NEW YORK (AP) Michael Cuddyer and the New York Mets are well aware of the challenge ahead.

First, they get Clayton Kershaw in Game 1 of the playoffs against the Los Angeles Dodgers.

And then, Zack Greinke.

It's an imposing 1-2 pitching punch that manager Terry Collins referred to last month as ''those two animals.''

''Did we expect to see anybody else? That's what the game's about, to face the best,'' Collins said Wednesday.

Kershaw, last year's NL MVP, struck out 301 hitters this season and finished 16-7 with a 2.13 ERA. He went 11-1 with a 1.22 ERA and four complete games, including three shutouts, in his final 17 starts. The left-hander has won three of the past four NL Cy Young Awards.

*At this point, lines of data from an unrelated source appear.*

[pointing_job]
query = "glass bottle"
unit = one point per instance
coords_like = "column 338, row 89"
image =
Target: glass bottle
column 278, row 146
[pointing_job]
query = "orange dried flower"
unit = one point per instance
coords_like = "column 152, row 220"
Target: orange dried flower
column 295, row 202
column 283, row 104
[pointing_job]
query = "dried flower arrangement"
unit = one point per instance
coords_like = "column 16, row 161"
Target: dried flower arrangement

Greinke, the 2009 AL Cy Young winner, was 19-3 with a 1.66 ERA this year - lowest in the majors since Hall of Famer Greg Maddux posted a 1.63 mark for Atlanta in 1995.

''We all know that they're both two of the best pitchers in the game,'' Cuddyer said this week. ''I think it does help to have faced them before. Whether you win or lose, I don't think that really plays into it. But the fact that you faced them before, the fact that the guys have had at-bats against them, they know the arm angles, they know what the pitches look like, they know the shapes of the pitches. That all helps.''

Cuddyer, a respected veteran in his first season with the Mets, is slated to start the Division Series opener in left field Friday night against Kershaw because he bats from the right side. Impressive rookie Michael Conforto, called up directly from Double-A in late July, hits left-handed and likely will play left field when Greinke takes the ball.

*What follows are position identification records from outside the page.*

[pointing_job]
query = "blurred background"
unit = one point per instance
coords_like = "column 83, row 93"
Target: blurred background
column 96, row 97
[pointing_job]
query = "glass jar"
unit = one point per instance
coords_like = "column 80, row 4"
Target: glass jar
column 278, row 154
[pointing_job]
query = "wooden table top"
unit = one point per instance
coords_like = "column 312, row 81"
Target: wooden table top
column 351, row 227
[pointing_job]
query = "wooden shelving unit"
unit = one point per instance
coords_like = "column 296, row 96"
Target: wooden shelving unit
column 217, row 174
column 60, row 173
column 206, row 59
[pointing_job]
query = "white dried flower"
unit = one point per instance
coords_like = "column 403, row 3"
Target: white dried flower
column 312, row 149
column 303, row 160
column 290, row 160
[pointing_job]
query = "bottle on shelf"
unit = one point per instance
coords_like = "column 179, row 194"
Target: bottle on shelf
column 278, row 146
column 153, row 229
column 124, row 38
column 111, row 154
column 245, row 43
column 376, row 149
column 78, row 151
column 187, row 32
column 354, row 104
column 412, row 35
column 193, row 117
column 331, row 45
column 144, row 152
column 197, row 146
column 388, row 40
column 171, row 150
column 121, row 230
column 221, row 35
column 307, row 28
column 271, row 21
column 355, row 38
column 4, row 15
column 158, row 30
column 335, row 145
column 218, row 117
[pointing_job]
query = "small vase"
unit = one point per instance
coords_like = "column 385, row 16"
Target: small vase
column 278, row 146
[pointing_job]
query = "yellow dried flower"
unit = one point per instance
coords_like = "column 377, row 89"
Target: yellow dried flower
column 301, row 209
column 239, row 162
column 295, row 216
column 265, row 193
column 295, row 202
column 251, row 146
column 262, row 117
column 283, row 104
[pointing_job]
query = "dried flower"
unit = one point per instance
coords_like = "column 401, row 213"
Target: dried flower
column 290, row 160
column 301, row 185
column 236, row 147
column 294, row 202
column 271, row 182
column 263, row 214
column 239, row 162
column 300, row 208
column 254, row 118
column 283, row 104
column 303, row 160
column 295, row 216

''While I know that this team has faced these pitchers before, I personally haven't. But they're pitchers, just like anyone else. They're going to throw the same pitches,'' Mets slugger Yoenis Cespedes said through a translator.

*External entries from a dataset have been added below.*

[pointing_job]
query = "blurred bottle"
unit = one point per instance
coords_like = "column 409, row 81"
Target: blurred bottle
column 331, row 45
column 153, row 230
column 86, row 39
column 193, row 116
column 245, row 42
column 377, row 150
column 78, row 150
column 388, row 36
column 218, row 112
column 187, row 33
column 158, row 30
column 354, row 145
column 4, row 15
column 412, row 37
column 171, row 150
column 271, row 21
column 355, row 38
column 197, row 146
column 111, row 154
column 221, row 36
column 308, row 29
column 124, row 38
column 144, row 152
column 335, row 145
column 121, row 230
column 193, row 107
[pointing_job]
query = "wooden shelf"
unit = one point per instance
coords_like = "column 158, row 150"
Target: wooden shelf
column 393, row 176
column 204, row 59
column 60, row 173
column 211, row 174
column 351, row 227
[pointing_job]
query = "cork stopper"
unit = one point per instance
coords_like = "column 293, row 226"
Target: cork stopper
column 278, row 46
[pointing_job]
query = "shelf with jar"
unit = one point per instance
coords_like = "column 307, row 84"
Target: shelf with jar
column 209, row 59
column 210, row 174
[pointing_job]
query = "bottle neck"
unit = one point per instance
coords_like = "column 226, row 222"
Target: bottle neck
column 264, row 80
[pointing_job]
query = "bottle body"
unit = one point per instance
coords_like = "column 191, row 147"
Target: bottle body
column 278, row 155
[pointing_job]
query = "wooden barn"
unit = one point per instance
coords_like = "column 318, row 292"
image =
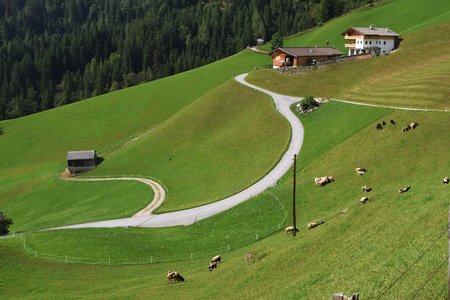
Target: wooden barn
column 81, row 161
column 302, row 56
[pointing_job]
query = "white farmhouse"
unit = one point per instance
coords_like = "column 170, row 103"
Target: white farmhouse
column 376, row 41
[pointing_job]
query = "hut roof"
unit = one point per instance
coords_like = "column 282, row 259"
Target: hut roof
column 76, row 155
column 372, row 31
column 309, row 51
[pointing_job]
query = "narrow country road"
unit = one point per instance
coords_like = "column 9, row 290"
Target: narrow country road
column 158, row 197
column 190, row 216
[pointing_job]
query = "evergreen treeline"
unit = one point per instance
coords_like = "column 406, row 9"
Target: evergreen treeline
column 54, row 52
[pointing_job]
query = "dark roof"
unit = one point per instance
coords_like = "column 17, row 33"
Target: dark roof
column 373, row 31
column 75, row 155
column 309, row 51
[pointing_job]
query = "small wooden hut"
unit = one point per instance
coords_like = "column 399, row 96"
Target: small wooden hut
column 81, row 161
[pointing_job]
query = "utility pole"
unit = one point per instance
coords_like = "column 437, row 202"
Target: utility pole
column 294, row 220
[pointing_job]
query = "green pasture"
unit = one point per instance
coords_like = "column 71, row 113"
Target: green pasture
column 359, row 248
column 34, row 147
column 215, row 147
column 205, row 137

New York won four of seven meetings between the teams this season, all in July before Cespedes arrived from Detroit in a trade that helped transform a punchless Mets lineup into a powerful one. The clubs split the four games started by Kershaw and Greinke.

Collins plans to start three left-handed hitters against Kershaw: Curtis Granderson, Daniel Murphy and Lucas Duda.

On the mound, the Mets will counter with Jacob deGrom (14-8, 2.54 ERA) in the opener followed by hard-throwing rookie Noah Syndergaard (9-7, 3.24) in Game 2.

''I think we're going to do just fine. I think we're going to be able to go out there and play our game,'' Collins said. ''I think you've got to like the two guys I'm pitching. I know who we're facing, and I don't want to say anything, but they're facing a couple pretty good guys, too.''

The 66-year-old Collins, the oldest manager in the majors, is set to make his postseason managerial debut. He has deep roots in the Dodgers organization after spending about two decades playing and working in their system.

''I'm a little fired up. When we land in Los Angeles, it's going to be exciting,'' Collins said. ''If I had to pick some place I could go in my first playoff game, it would have been against the Los Angeles Dodgers. It's going to be a lot of fun. I'm going to enjoy it and get them ready to play.''

NOTES: Collins said Ruben Tejada probably will start at shortstop in the opener and Wilmer Flores should be available off the bench. Flores' stiff back has loosened but he felt weak recently after losing 10 pounds in five days because of strep throat, Collins said. ... OF Kirk Nieuwenhuis made the Division Series roster in place of injured reserve infielder Juan Uribe. ... The team brought LHP Sean Gilmartin to Los Angeles as insurance for rookie LHP Steven Matz (back). Gilmartin would be added to the roster if Matz isn't healthy enough to pitch. ... Rookie RHP Erik Goeddel will be in the bullpen. RHP Carlos Torres was left off the roster and sent to the club's complex in Florida, where he'll join other Mets working out to stay ready in case they're needed later in the postseason.